Este exercício adapta-se a uma fase intermédia do acompanhamento, quando já existe aliança terapêutica e o paciente consegue observar o seu discurso interior sem se sentir imediatamente ameaçado. Perfis que beneficiam particularmente: pacientes com autocrítica elevada, história de experiências de insucesso percebido, tendência para a sobregeneralização, ou em contexto de pressão no trabalho.
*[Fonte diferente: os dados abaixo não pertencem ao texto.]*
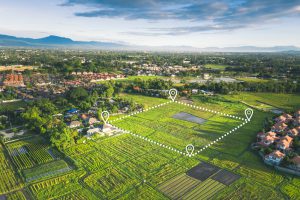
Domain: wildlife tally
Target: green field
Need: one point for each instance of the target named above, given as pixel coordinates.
(158, 125)
(268, 100)
(215, 66)
(253, 80)
(127, 167)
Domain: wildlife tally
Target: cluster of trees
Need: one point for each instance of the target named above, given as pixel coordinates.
(39, 118)
(8, 94)
(64, 62)
(271, 86)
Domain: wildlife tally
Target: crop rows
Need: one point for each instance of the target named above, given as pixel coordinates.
(27, 154)
(16, 196)
(178, 186)
(205, 190)
(8, 178)
(110, 183)
(56, 187)
(48, 169)
(159, 126)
Pode ser introduzido com uma frase simples: "Gostava de propor-lhe um exercício de quatro perguntas para observarmos juntos o que se passa no seu discurso interior quando as coisas não correm como esperava." Em sessão, as respostas fornecem material clínico imediato para o debriefing. Entre sessões, o exercício funciona como um ponto de interrupção do ciclo ruminativo, podendo articular-se com o exercício sobre ruminação ou com o exercício sobre a avaliação da utilidade de um pensamento.

O debriefing centra-se nos adjetivos que o paciente escolheu na segunda pergunta e na distância entre esses adjetivos e o que emerge na terceira e quarta. Esse contraste é frequentemente o ponto de entrada para trabalhar crenças nucleares ou para iniciar um exercício de celebração de sucessos nas sessões seguintes.